The highest wave on the beach was just good enough; the swimsuit was in her backpack on every hike and bicycle tour. In case a small lake spontaneously opened up in front of her. When we were once out canoeing and a big ship honked behind us, she just leaned back. “Oh, that won’t hit us!” I can still feel the blisters on my palms after I panicked and plunged my rudder into the water until I broke out into a sweat.
My Granny was the person who always believed in me when no one else did anymore. She secretly gave me money to travel and go to rock festivals. She put up colorful feathers and set up a tent in the garden so that I could play Wild West authentically when I was a child.
And then the call came. A stroke. Just one day ago she’d been cycling and bought wool to knit a new sweater.
It was my favorite movie, the movie of my life that suddenly got torn. My Granny had always got on her feet again. It was impossible that she’d suddenly fallen asleep and hadn’t woken up again. That simply wasn’t her style.
“Why didn’t you say anything?” I shouted silently, ran barefoot across the garden and lost all feeling for time between heaven and earth. The following days thundered by like an empty train. It didn’t stop at any gate or station.
Life was an asshole. And it was finite. For everyone. Sometimes without a warning. No announcements, no cancellations, no rail replacement traffic. Terminal stop. Lights out.
As I fought my way through my exams at university like crazy and pretended to be alright, I slowly started to realize what has happened. The trip we made together last year was our last one. The cozy Christmas with the wooden carved miners, candles and pyramids would never be the same again. I would never again hear the story about the motorcycle and the building authority she used to tell me with a cheeky flash in her eyes. We would never flee a big ship, pitch a tent, hug each other.
I could have collapsed and crawled in a dark corner. But my Granny had not only been a good friend all my life, but also an inspiration. Strangely enough, the importance of that grew after I had survived the first weeks and months after her death. I thought of my childhood dream of traveling the US for several months. And instead of sitting at her grave crying, I grabbed our flag of joie de vivre and wanderlust and flew it higher than ever before. Swung it against the wind. And promised her and me that I would never stop living my life and I would keep on moving on.
Four years later when I was on my plane to New York City and my stomach was tingling like fizz, I looked at the empty seat next to me. And suddenly there she was. Not physically or as an imagination or ghost. But her energy and courage were right next to me. At that moment I knew she would be by my side wherever I was. On every endless road across the desert, in big city nights and on the peak of the highest mountains. An incomprehensible power and feeling of happiness poured into my heart like hot chocolate cream.

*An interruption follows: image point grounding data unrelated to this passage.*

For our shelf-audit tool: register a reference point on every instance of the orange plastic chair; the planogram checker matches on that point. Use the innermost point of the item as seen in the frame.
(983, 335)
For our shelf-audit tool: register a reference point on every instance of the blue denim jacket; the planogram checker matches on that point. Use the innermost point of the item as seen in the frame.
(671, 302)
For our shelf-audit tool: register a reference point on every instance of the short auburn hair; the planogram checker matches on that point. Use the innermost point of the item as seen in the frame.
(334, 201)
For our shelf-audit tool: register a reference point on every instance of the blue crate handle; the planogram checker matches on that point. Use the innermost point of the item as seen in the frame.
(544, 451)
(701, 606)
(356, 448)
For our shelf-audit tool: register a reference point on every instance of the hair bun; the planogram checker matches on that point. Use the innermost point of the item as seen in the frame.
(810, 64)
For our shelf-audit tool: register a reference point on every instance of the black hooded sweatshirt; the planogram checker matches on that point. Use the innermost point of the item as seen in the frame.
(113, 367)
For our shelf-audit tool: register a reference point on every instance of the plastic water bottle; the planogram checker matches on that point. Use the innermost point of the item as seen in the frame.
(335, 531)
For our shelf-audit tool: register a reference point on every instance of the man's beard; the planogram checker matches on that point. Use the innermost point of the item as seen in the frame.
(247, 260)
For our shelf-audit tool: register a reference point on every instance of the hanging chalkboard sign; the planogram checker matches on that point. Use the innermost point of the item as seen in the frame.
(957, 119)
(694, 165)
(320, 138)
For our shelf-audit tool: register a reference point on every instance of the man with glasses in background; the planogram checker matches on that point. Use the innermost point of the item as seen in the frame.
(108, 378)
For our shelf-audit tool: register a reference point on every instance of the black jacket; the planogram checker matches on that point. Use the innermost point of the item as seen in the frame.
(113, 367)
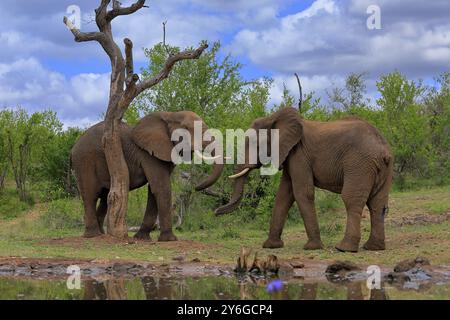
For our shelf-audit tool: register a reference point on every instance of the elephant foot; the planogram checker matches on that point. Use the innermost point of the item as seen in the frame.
(273, 243)
(167, 236)
(348, 246)
(142, 235)
(374, 244)
(92, 233)
(313, 245)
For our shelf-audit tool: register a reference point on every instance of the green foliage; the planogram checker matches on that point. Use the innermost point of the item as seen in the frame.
(63, 214)
(26, 137)
(10, 205)
(56, 167)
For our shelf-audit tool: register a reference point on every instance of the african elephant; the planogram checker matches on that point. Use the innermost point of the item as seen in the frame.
(147, 149)
(347, 156)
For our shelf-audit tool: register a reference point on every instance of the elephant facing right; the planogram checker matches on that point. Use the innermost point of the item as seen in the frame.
(347, 156)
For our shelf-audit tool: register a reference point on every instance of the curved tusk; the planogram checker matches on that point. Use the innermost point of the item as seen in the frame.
(240, 174)
(201, 156)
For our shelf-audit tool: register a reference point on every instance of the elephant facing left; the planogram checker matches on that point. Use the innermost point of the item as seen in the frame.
(147, 148)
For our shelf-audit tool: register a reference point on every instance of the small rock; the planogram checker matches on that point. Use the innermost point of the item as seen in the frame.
(398, 277)
(179, 258)
(409, 264)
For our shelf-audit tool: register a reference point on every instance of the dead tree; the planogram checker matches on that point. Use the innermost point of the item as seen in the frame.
(124, 88)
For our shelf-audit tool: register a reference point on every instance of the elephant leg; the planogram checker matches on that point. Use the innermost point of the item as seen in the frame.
(355, 197)
(102, 208)
(378, 206)
(303, 187)
(150, 217)
(283, 203)
(158, 175)
(305, 201)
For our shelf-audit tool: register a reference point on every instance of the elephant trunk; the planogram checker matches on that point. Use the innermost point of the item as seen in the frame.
(238, 191)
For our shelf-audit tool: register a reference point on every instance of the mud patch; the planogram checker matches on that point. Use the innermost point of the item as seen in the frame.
(181, 245)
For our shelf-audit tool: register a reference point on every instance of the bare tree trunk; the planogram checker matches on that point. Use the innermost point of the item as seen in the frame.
(123, 90)
(3, 178)
(118, 169)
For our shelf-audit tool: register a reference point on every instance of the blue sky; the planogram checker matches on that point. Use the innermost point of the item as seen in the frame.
(324, 40)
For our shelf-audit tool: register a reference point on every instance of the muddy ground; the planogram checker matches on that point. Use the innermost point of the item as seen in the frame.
(417, 271)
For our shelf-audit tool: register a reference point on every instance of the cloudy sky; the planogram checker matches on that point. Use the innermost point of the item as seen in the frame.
(42, 67)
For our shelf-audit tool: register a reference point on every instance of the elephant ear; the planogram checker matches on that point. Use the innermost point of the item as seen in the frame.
(153, 135)
(289, 123)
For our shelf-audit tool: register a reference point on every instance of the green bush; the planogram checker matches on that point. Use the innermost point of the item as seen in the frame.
(10, 205)
(63, 214)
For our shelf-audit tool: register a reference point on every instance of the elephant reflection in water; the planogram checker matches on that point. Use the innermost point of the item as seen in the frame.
(159, 288)
(107, 290)
(354, 292)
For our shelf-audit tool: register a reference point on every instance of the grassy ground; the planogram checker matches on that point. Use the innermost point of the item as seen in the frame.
(416, 225)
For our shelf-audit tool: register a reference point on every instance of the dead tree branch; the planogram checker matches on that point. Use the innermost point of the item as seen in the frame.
(123, 90)
(300, 102)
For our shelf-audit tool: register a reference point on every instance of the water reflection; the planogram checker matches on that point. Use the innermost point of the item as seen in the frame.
(222, 288)
(156, 288)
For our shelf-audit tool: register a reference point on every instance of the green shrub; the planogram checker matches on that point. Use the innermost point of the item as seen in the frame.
(11, 206)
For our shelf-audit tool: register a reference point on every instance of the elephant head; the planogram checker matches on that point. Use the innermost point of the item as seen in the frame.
(153, 133)
(289, 124)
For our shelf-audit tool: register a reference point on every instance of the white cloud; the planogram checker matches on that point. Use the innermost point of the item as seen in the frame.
(28, 84)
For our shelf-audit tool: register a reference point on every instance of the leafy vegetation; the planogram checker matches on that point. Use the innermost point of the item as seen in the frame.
(414, 117)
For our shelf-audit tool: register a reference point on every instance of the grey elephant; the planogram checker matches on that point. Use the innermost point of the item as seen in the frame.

As long as I was alive and followed my dreams, she wouldn’t die either. Until then, I had thought “You live on in my heart” was just a shit spell on gray cards of announcing someone’s death. But right at that moment I felt what it really meant.
When I came around by car from Chicago and Los Angeles to San Francisco after more than 4000 miles, I stood at the shimmering Golden Gate Bridge and slowly put on my headphones. There was this one song I hadn’t heard since the funeral. But now the time had come to tear down the last barrier in my head. By looking at a bridge I wanted to see as a child once in my life, I sat down in the high grass close to the cliffs and pressed “play”.
I thought I would terribly cry. But in the end I stood above the traffic with my arms in the air and danced between horns, wind and the sound of crashing waves.
Dear Granny. It’s been five years since you left without saying goodbye. I still resent that. But when I stretch out my hand – no matter wherever I actually am – I can feel you. The way you laugh. There is no cloud in the sky to stop the sunray. There is nothing stopping me from living life as fully and honestly as you always did. Against all odds, all reason, all risks. Because the truth is, you told me something much more important than goodbye: Tomorrow may never come.